Et là, s’il y a un animal qui s’impose plus que tout autre pour bénéficier d’une telle avancée humaniste et culturelle, c’est bien le chat.
Dans notre beau pays « aux racines chrétiennes », comme se plaisent à le rappeler notre président et ses sbires les plus proches, le chat a été d’emblée considéré par l’Église catholique naissante comme un émissaire du Diable. La preuve, disait-elle à l’époque, c’est qu’il était l’animal favori des païens qui peuplaient nos villes et nos campagnes. D’ailleurs, il a souvent le regard fixe et il adore les caresses, deux signes incontestables de sa nature satanique.

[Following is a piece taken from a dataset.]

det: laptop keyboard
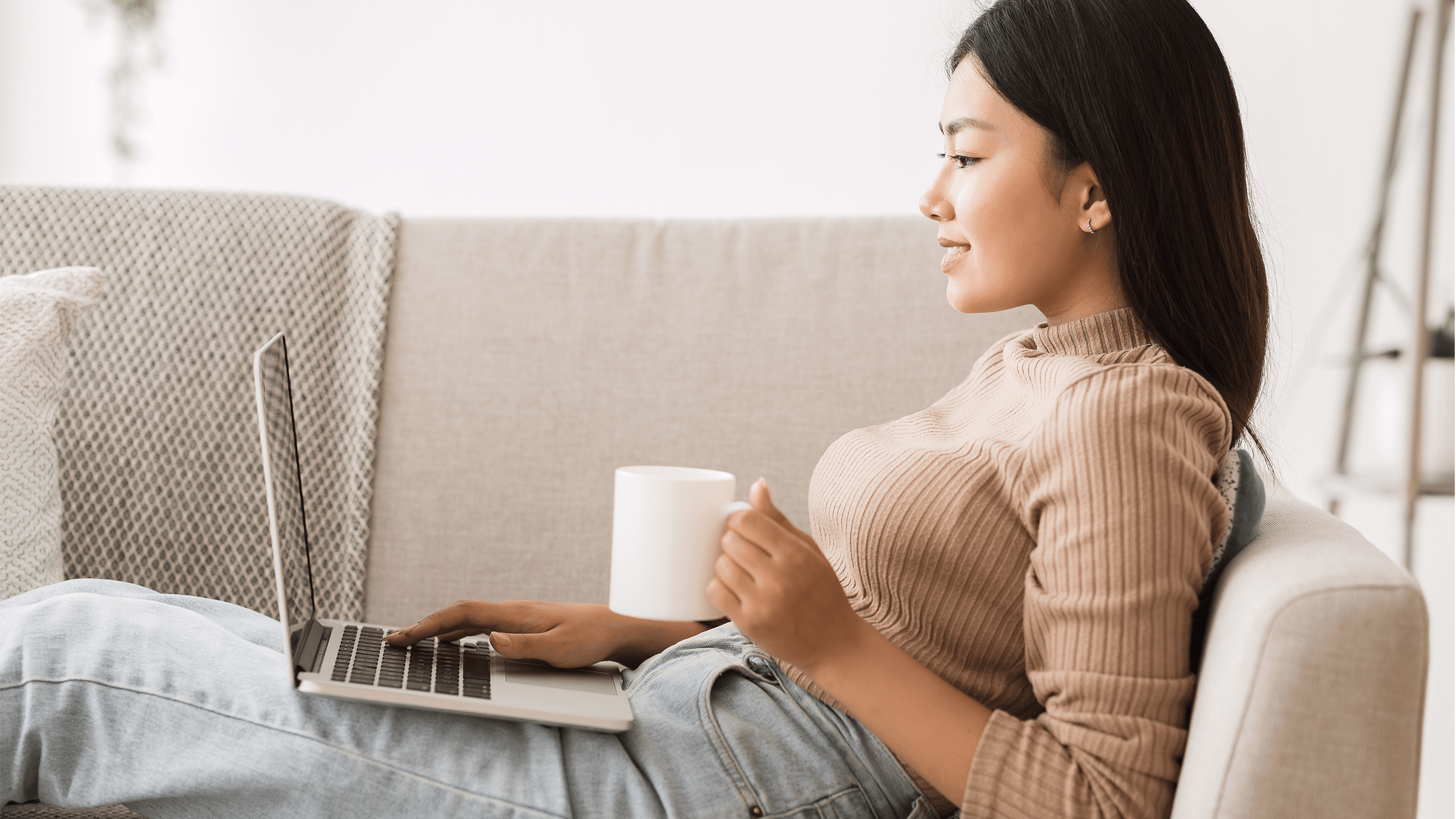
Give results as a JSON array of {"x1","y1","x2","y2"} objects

Dès le tout début du Moyen-âge se sont tenus des procès instruits à la demande du Pape par des hommes d’église (donc forcément emplis de bonté) qui ont jugé et condamné à mort tous les chats noirs qu’ils parvenaient à attraper, puis très vite tous les autres quelle que soit la couleur de leur pelage. Les exécutions consistaient la plupart du temps à les crucifier ou à les écorcher vifs, voire les deux. Il était aussi possible de recourir au bûcher. Par exemple, en 1344 à Metz, à la suite d’une épidémie de danse de Saint-Guy, il fut décidé de brûler chaque année treize chats mis dans une cage de fer.
Le succès croissant de la religion catholique permit à cette sainte croisade contre le Mal de s’étendre rapidement à toute l’Europe. Le massacre se généralisa.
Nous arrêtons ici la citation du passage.